Los fondos cotizados como FSK, que KKR gestiona junto a Future Standard, se han visto castigados en el mercado bursátil, mientras los inversores se han apresurado a retirar capital de sus equivalentes no cotizados. Esta tendencia responde al aumento de los temores sobre los estándares de concesión de préstamos y el impacto de la inteligencia artificial en los prestatarios del sector de software.
FSK ha perdido un 46% de su valor en el último año y la agencia de calificación Fitch rebajó su nota crediticia a la categoría de 'bono basura' el mes pasado.
KKR adquirirá 150 millones de dólares en acciones preferentes perpetuas convertibles y lanzará una oferta pública de adquisición por hasta 150 millones de dólares en acciones ordinarias, según detalló en un comunicado. La firma ofrece 11 dólares por acción, aunque afirmó que 'considera que el valor intrínseco de las acciones ordinarias de FSK es superior' a dicha cifra.
El fondo también autorizó un programa de recompra de acciones por valor de 300 millones de dólares.
Los activos morosos (non-accruals), o casos en los que los préstamos dejan de devengar intereses o es improbable que se recuperen, aumentaron hasta el 4,2% del valor razonable de la cartera, frente al 3,4% registrado a finales de diciembre. Los analistas de Raymond James señalaron que el deterioro de esta tasa está 'exacerbando las preocupantes tendencias crediticias de FSK en comparación con sus homólogos'.

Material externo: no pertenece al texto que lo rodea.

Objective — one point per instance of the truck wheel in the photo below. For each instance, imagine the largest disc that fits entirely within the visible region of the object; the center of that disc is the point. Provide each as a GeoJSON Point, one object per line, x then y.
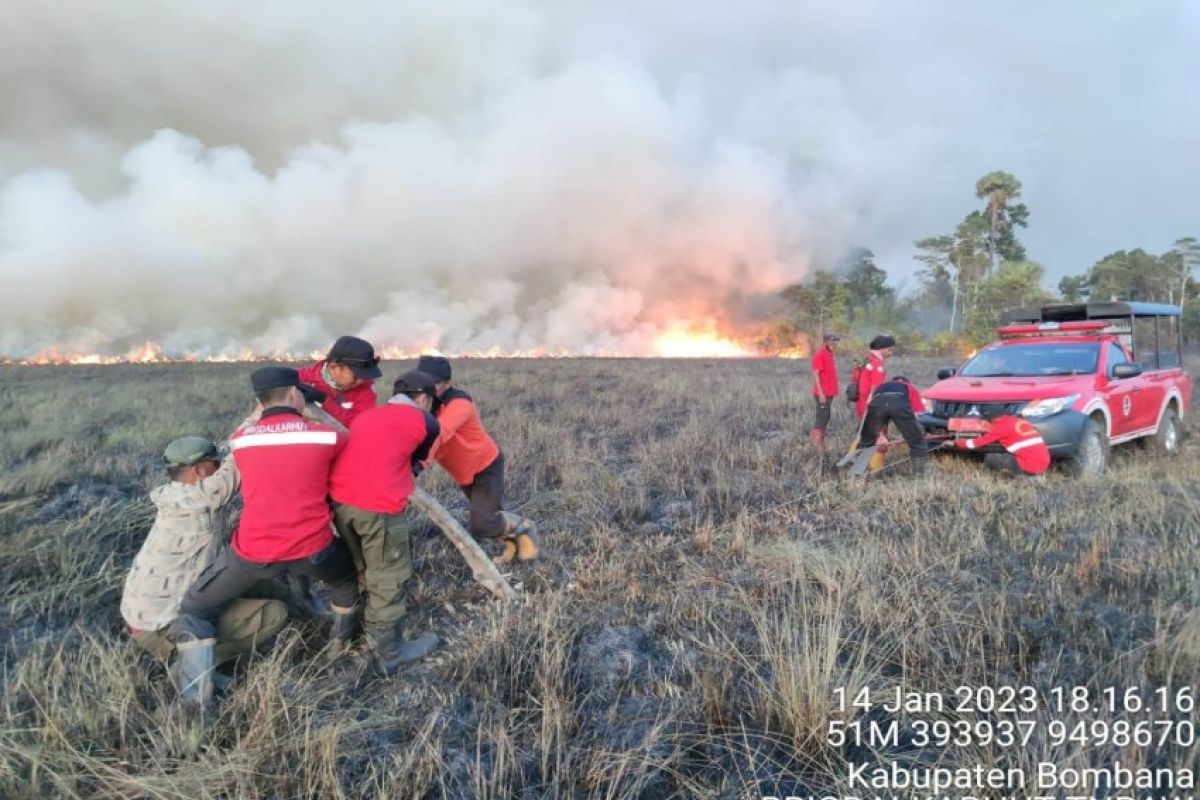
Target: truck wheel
{"type": "Point", "coordinates": [1167, 438]}
{"type": "Point", "coordinates": [1092, 455]}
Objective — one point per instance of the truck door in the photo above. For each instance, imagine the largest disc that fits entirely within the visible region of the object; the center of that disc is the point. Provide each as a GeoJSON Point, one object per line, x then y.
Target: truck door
{"type": "Point", "coordinates": [1119, 394]}
{"type": "Point", "coordinates": [1155, 372]}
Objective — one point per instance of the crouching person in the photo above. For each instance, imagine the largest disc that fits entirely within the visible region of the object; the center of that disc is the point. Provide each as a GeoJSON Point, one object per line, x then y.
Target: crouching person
{"type": "Point", "coordinates": [371, 483]}
{"type": "Point", "coordinates": [187, 533]}
{"type": "Point", "coordinates": [473, 459]}
{"type": "Point", "coordinates": [897, 401]}
{"type": "Point", "coordinates": [1025, 450]}
{"type": "Point", "coordinates": [285, 462]}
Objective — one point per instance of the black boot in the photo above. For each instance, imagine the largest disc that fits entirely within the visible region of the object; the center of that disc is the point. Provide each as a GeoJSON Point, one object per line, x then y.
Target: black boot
{"type": "Point", "coordinates": [390, 651]}
{"type": "Point", "coordinates": [303, 601]}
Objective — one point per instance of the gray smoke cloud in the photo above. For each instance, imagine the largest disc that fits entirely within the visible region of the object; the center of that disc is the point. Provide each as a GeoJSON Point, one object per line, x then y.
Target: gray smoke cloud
{"type": "Point", "coordinates": [552, 178]}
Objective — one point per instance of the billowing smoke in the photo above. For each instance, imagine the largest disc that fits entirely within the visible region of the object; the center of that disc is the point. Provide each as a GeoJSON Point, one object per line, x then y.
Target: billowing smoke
{"type": "Point", "coordinates": [469, 175]}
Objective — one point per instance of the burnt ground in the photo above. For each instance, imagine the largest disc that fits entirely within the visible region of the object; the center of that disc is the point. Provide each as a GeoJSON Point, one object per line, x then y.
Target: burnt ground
{"type": "Point", "coordinates": [707, 585]}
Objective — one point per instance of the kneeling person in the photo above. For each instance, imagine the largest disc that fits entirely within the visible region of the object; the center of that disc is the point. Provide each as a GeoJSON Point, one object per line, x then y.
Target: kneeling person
{"type": "Point", "coordinates": [371, 483]}
{"type": "Point", "coordinates": [895, 401]}
{"type": "Point", "coordinates": [473, 459]}
{"type": "Point", "coordinates": [285, 529]}
{"type": "Point", "coordinates": [1026, 452]}
{"type": "Point", "coordinates": [187, 533]}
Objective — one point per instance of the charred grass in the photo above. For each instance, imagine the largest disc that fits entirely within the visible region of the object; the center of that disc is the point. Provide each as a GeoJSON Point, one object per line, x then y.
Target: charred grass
{"type": "Point", "coordinates": [706, 588]}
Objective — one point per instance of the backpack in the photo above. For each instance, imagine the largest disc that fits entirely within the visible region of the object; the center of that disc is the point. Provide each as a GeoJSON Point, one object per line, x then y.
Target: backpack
{"type": "Point", "coordinates": [856, 374]}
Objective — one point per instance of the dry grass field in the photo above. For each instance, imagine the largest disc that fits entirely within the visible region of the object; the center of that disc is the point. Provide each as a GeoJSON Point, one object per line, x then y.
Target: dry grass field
{"type": "Point", "coordinates": [705, 590]}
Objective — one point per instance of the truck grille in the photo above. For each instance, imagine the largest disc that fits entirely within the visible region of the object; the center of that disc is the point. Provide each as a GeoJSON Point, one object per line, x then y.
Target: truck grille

FSK explicó que el descenso en el valor de los activos se debió a inversiones que ya habían lastrado trimestres anteriores, a la incorporación de nuevos activos morosos y a la ampliación de los diferenciales (spreads), ante la exigencia de mayores rendimientos por parte de los inversores para los activos de mayor riesgo en los mercados de deuda.
El valor liquidativo por acción cayó a 18,83 dólares desde los 20,89 dólares del 31 de diciembre, mientras que la pérdida por acción se amplió a 1,57 dólares frente a los 41 centavos previos.
El fondo ajustó a la baja el valor de sus participaciones en empresas como la firma de software Medallia, que está en vías de ser entregada a sus acreedores en una operación que podría evaporar 5.100 millones de dólares en capital para su propietario, Thoma Bravo, y sus coinversores, según fuentes conocedoras de la situación.
'Creemos que la calidad de la cartera restante... probablemente se deteriorará durante lo que queda de 2026', sentenció Raymond James.